Words from Kolson (1960) and Moe et al. (1982) were combined to form one corpus: The Child Mental Lexicon (CML). The log base 10 of the combined raw frequency counts of each word in Kolson (1960) and Moe et al. (1982) were calculated. A constant value of 1.0 was added to each log frequency, to guard against missing data resulting from the undefined log of 0. The log base 10 (plus the constant value of 1) of the combined raw frequency counts are available from the CML. For words appearing in both Kolson and Moe et al., the frequencies were summed for the CML (i.e. log base 10 of Kolson frequency + Moe et al. frequency). Homophonous word forms were collapsed into one form for the CML, so that only the higher frequency form was included in the corpus. All inflected forms of a word (e.g., running) were eliminated from the database only if the uninflected form also appeared in the database (e.g., run). All ungrammatical word forms were also deleted (e.g. deers, mostest). After eliminating the aforementioned forms and combining duplicate words across the databases, 4,832 words remain in the CML.
The pronunciation of each word in the CML was obtained either from the Hoosier Mental Lexicon (HML; Nusbaum, Pisoni, & Davis, 1984) or from a dictionary that provides the phonemic transcription of English words (Longman, 1983). Pronunciations not available from the HML or Longman dictionary were entered manually by Native English speakers proficient in phonemic transcription. All pronunciations were entered into the corpus using the computer-readable phonemic transcription referred to as Klattese.

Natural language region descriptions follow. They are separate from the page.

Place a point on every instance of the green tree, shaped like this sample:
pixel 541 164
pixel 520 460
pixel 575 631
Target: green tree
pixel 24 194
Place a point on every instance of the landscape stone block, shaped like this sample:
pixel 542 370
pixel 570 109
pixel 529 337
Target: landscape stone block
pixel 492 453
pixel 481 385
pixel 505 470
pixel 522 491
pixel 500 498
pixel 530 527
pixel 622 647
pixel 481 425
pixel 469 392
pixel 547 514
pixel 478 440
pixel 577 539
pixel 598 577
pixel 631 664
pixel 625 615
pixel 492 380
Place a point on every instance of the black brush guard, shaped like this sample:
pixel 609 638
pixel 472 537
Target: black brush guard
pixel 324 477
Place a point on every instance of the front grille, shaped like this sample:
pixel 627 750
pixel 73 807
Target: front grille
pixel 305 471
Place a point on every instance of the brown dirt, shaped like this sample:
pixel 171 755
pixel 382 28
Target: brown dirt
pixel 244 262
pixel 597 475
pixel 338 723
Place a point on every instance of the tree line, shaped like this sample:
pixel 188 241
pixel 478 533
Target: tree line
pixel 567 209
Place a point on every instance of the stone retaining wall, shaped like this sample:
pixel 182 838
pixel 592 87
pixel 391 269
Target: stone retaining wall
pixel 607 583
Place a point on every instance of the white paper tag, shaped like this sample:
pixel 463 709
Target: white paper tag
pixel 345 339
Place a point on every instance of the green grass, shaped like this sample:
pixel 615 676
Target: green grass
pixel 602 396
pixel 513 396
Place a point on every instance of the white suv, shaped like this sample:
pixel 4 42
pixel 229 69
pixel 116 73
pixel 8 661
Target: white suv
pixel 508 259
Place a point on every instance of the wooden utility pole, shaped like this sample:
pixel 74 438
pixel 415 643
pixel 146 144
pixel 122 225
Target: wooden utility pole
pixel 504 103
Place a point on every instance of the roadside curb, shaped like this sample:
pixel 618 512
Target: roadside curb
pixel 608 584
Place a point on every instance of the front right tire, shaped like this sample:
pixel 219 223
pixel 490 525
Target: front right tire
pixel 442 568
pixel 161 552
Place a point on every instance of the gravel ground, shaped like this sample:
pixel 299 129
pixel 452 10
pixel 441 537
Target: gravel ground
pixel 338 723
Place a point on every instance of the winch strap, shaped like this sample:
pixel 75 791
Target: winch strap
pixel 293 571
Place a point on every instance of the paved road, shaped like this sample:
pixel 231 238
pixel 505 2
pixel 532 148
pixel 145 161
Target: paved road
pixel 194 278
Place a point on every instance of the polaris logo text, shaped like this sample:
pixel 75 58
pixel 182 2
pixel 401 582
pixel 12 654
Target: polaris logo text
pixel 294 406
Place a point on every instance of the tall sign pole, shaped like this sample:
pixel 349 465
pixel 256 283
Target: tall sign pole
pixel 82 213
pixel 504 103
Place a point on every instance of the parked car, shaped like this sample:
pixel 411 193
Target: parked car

Kolson (1960). The vocabulary of kindergarten children. Unpublished doctoral dissertation, University of Pittsburgh, Pittsburgh.
Longman (1993). Longman dictionary of American English. White Plains, NY: Longman.
Moe, A.J., Hopkins, C.J. & Rush, R.T. (1982). The vocabulary of first grade children. Springfield, IL: Charles C. Thomas Publisher.
Nusbaum, H.C., Pisoni, D.B., & Davis, C.K. Sizing up the Hoosier mental lexicon: Measuring the familiarity of 20,000 words (Research on Speech Perception, Progress Report No. 10). Bloomington: Indiana University, Psychology Department, Speech Research Laboratory.
Storkel, H.L. (2004). Methods for minimizing the confounding effects of word length in the analysis of phonotactic probability and neighborhood density. Journal of Speech, Language, and Hearing Research, 47, 1454-1468.